Assim, a flexibilidade da palavra “autobiografia” não só nos permite seu empréstimo para a realização de uma articulação teórica possível com a caracterização que se fez da curadoria no capítulo anterior, mas também oferece uma chave de leitura profícua das linhas do tempo:

A palavra “autobiografia” é, pois, elástica. E isso deve ser motivo de alegria, porque esse é um atributo das palavras e ideias que estão vivas. Mas esses deslocamentos perturbam bastante, a partir do momento em que se começa a pensar e transportar, junto com a palavra, o que lhe dava sentido antes, para um novo meio de comunicação (LEJEUNE, 2014 [2008], p. 259).
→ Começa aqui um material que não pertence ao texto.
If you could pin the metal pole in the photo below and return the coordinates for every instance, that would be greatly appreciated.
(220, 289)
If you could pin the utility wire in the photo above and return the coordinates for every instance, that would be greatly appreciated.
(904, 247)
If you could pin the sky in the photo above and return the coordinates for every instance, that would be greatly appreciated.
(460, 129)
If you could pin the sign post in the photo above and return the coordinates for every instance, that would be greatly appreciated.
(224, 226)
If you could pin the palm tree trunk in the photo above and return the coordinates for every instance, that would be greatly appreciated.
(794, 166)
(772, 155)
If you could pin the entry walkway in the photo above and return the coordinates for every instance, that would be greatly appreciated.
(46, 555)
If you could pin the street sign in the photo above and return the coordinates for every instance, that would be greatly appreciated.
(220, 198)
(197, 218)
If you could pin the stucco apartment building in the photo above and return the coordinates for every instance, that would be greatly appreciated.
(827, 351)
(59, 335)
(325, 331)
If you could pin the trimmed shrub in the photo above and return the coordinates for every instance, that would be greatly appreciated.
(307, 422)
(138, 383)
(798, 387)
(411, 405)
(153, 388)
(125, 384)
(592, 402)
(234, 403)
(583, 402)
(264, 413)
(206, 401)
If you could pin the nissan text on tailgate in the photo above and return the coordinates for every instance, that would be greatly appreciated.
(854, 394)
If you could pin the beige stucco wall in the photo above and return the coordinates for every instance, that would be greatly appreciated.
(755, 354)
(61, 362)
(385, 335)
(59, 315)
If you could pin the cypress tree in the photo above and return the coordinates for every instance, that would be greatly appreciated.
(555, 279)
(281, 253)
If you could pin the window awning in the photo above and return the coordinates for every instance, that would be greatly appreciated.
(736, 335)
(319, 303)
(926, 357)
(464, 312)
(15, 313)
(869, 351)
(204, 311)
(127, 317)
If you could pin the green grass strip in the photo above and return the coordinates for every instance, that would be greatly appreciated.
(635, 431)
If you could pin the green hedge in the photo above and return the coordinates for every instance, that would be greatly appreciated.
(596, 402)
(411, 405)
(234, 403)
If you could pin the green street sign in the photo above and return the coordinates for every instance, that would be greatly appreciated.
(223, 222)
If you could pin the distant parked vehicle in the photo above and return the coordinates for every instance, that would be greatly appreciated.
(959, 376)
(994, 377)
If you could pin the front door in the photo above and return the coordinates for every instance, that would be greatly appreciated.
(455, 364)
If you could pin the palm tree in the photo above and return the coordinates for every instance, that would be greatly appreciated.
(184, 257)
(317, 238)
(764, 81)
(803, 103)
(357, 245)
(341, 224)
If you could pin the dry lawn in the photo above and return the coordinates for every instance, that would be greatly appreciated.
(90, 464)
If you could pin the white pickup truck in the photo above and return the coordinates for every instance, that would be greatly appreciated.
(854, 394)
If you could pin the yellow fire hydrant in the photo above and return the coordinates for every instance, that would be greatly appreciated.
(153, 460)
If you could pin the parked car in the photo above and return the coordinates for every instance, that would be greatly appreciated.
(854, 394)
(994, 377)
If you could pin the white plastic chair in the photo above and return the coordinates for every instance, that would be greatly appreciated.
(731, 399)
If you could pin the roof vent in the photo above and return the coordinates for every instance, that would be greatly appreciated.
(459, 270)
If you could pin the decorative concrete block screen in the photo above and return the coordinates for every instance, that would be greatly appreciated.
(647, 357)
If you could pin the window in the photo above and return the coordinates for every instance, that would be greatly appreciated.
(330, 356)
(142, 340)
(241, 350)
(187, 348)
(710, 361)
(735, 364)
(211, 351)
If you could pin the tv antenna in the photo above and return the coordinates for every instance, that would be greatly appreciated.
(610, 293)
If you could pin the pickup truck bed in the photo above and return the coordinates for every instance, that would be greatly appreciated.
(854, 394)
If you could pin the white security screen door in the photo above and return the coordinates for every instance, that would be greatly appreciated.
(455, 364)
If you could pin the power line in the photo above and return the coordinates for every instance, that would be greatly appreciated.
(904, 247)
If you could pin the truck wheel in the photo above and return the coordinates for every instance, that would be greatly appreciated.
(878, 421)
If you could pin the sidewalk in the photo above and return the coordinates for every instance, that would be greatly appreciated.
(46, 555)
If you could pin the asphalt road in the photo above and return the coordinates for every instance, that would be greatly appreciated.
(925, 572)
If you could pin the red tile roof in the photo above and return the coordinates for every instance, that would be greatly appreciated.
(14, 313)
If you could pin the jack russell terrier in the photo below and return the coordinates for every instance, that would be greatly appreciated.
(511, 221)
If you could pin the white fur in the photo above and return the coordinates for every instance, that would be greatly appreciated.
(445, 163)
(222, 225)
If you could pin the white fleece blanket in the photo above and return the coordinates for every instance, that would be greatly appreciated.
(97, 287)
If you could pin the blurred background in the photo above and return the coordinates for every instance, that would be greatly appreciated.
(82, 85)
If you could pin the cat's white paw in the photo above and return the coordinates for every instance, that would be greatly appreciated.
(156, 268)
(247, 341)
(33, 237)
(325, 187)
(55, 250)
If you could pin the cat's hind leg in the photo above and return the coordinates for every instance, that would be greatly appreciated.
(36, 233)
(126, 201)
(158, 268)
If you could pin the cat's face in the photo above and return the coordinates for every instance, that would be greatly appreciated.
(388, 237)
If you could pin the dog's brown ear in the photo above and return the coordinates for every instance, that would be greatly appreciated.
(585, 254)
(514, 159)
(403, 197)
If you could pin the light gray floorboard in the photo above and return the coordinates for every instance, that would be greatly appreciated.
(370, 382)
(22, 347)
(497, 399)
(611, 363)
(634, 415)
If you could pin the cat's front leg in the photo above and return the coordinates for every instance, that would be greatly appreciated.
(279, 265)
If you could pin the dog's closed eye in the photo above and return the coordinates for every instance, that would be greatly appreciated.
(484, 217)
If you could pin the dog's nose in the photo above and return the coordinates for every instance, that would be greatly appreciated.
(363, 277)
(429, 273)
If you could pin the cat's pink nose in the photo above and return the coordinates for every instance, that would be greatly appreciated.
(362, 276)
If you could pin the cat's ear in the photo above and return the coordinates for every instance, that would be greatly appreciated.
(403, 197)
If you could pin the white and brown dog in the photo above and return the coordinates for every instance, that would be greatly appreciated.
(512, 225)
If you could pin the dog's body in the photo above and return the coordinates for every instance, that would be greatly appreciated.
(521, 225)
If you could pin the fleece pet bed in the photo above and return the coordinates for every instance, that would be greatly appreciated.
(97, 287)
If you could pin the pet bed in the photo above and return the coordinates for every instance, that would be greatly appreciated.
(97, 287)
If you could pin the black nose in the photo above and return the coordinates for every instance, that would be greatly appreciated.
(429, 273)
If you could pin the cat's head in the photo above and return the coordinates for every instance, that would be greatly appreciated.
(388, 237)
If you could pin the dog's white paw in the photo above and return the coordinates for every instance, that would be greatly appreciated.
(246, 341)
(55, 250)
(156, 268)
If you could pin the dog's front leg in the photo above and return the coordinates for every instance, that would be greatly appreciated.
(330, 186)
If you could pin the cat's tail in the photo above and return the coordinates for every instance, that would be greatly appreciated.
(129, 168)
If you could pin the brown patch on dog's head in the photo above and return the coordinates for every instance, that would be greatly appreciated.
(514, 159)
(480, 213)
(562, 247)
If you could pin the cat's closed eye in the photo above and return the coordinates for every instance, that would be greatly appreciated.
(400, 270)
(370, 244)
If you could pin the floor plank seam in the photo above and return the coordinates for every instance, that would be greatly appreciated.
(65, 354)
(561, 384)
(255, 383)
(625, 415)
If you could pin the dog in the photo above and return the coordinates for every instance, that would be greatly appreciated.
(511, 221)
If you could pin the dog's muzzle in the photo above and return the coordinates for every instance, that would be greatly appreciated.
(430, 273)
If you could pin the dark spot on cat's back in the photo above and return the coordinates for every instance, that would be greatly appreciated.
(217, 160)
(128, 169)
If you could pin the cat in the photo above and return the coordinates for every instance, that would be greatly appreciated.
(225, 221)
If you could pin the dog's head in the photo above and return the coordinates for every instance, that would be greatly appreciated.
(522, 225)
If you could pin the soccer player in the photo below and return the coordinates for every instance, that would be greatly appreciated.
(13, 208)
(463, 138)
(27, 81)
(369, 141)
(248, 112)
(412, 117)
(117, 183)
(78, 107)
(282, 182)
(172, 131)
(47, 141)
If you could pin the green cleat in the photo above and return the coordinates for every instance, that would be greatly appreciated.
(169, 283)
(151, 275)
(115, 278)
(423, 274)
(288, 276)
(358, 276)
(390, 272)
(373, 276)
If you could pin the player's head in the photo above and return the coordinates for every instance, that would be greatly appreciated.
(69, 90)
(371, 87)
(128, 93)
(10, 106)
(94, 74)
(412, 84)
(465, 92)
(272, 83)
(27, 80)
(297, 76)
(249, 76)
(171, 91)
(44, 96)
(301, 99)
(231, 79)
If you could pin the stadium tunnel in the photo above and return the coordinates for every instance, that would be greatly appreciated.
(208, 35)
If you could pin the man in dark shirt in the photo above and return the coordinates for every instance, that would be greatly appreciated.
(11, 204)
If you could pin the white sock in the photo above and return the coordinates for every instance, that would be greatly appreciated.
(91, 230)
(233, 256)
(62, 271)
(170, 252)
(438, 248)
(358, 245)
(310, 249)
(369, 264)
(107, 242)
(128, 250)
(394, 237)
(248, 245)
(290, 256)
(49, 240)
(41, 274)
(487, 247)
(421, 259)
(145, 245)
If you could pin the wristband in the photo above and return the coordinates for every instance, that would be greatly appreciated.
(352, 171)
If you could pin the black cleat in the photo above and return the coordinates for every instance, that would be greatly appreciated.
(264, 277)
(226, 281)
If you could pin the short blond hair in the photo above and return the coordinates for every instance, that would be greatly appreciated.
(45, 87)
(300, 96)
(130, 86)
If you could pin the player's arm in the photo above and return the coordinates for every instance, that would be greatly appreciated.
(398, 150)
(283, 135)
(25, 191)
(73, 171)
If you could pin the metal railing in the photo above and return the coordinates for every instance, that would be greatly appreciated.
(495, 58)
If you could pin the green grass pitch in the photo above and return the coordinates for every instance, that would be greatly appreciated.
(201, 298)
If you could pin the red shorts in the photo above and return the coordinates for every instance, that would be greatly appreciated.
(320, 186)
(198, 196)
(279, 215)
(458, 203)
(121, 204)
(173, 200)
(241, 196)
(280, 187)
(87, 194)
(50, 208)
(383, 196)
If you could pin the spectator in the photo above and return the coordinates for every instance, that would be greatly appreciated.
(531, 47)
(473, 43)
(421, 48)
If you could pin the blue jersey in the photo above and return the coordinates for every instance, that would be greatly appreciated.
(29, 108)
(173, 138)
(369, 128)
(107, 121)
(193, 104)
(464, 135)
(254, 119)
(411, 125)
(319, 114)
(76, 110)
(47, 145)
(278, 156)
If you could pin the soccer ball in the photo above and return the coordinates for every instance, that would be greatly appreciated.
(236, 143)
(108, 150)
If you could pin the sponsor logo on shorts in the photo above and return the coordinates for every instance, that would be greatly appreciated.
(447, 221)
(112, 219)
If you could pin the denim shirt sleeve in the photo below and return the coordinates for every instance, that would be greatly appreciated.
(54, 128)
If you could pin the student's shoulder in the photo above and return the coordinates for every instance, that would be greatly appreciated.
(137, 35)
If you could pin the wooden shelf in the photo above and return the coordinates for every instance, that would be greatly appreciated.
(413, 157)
É possível destacar que a elasticidade do termo comentada por Lejeune pode vir a apresentar alguns problemas quando adaptada para uma rede social, que não fazia parte das questões levantadas pelo teórico à época de seus primeiros estudos. Por reconhecer a necessidade desse cuidado na transposição, adaptação e empréstimo desse dispositivo analítico, é que proporemos uma adequação crítica a esse deslocamento para os interesses próprios desta

investigação, quando o empregarmos, uma vez que estamos lidando com “um novo meio de comunicação”.